幼若ホルモンは、胚発生、脱皮・変態、生殖など、卵から成虫までのあらゆるステージの生理現象に関わっている。昆虫にとって幼若ホルモンは、最も重要なホルモンの一つで、「アラタ体」という頭部の小さな分泌器官から分泌され、血液中の幼若ホルモン結合タンパク質(JHBP)と結合し、標的細胞や組織に運ばれて機能を発揮すると考えられている。
しかし、水に非常に溶けにくい幼若ホルモンが、どのようなメカニズムでJHBPと結合して血液中を移動するのかは全く分かっていなかった。
研究チームは今回、幼若ホルモンとJHBPの複合体をX線結晶構造解析と多次元核磁気共鳴解析手法で調べ、複合体の立体構造を解明することに成功した。それによると、JHBPと結合している幼若ホルモンは、JH結合ポケットと呼ばれるJHBP内部のポケットに格納され、ポケットの扉が閉じることで完全に外界から隔離されていることが分かった。

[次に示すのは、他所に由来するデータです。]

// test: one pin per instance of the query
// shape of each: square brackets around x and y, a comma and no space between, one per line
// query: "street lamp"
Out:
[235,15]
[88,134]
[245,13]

結合前のJHBPは、扉を開いた状態になっており、アラタ体の細胞膜から分泌された幼若ホルモンが結合ポケットに侵入すると扉が閉じ、こうした状態で幼若ホルモンは血中を移動、ホルモン分解酵素による分解や、標的細胞以外の部分への結合から守られているという。複合体が標的細胞に到達すると、環境変化を感知して扉が開き、ホルモンが細胞に移行して生理現象が誘起されると考えられるという。
現在、幼若ホルモンを模して作られた化合物が昆虫の変態を妨げる殺虫剤として使用されている。今回の立体構造解明により、幼若ホルモン様化合物の精密な設計が可能になり、害虫にだけ効き、人に影響のない新規農薬開発の加速が期待できるとしている。